Adrian Schweizer : De mon côté, je suivais une formation d’électricien en parallèle et je voulais ensuite me former en informatique et en graphisme. Les ordinateurs m’ont fasciné très tôt. Si je n’étais pas DJ, je travaillerais sûrement dans le design ou le graphisme aujourd’hui.
Avec toutes ces tournées, comment préservez-vous votre vie privée ?
Adrian Schweizer : J’ai une copine et un fils, avec qui j’essaie de passer le plus de temps possible. L’été, avec les concerts, c’est difficile, alors on se réserve des périodes plus libres en début d’année. Je suis aussi de plus en plus casanier : être chez moi me permet de décompresser.
Adrian Shala : J’ai aussi une copine, mais pas d’enfant. Adrian et moi sommes tous les deux très privés quand on ne travaille pas. On reste plutôt offline, loin d’Instagram.
Qu’est-ce qui vous passionne en dehors de la musique ?
Adrian Schweizer : Le graphisme, toujours. Je travaille beaucoup sur les visuels en 3D, de plus en plus avec l’IA, mais de façon créative. Le design et l’art me passionnent également.

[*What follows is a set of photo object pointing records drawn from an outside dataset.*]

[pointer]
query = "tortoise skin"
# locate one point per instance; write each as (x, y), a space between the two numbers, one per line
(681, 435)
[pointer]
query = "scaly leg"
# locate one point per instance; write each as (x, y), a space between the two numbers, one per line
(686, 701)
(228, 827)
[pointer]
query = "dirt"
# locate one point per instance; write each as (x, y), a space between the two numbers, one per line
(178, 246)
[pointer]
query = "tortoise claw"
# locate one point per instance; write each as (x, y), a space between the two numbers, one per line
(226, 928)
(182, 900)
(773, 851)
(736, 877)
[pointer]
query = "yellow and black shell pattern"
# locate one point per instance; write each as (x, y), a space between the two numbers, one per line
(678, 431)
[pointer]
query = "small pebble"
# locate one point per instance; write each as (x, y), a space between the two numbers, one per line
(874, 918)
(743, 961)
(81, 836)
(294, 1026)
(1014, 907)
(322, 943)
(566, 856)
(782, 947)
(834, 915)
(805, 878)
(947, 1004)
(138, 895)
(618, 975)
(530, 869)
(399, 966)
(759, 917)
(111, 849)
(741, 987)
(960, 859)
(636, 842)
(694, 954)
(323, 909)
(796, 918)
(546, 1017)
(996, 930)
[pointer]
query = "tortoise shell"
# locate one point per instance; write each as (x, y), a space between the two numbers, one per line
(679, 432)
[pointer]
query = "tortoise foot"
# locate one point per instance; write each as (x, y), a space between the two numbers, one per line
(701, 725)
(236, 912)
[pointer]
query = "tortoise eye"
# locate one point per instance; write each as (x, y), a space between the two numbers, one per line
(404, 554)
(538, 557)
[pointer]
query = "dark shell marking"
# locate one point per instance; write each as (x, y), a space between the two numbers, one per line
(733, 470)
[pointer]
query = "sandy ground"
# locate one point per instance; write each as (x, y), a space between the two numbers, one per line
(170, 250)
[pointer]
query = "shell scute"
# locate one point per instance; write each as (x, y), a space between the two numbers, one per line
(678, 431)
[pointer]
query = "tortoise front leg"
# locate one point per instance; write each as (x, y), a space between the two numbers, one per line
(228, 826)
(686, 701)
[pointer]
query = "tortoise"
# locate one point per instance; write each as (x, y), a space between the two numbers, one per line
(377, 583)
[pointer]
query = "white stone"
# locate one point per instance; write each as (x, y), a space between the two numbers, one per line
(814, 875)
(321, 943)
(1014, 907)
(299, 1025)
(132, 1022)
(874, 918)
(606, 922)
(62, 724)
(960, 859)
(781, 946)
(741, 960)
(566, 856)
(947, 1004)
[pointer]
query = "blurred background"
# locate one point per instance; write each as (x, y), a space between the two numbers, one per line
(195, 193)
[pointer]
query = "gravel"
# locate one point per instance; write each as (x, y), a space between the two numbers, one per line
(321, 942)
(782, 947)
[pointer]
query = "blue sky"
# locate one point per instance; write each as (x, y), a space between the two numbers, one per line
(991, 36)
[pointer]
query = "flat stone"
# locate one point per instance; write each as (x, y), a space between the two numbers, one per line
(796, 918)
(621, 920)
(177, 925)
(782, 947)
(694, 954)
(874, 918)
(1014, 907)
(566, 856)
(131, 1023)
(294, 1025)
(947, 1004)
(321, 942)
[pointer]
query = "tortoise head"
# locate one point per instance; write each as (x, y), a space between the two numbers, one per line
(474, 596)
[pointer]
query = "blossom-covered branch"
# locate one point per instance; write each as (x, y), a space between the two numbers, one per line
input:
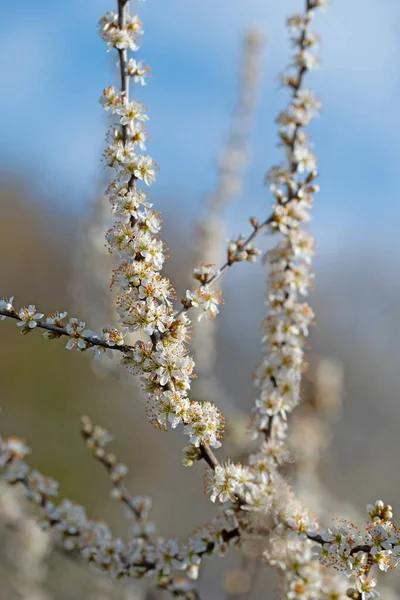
(79, 337)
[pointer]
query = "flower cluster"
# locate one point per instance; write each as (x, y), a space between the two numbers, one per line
(293, 185)
(102, 343)
(169, 565)
(144, 295)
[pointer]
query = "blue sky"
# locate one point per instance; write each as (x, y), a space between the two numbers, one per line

Adrian Shala : Moi, ce sont le sport, la comédie et le cinéma. J’aime revoir les films plusieurs fois, les analyser et leur musique me passionne aussi.
Composer pour le cinéma vous tenterait ?
Adrian Shala : Clairement !
Adrian Schweizer : Surtout le sound design, moins la grande composition. Comme dans Blade Runner 2049 : quelque chose de très hypnotique, avec ce jeu entre ombre et lumière. Ce serait vraiment excitant à explorer.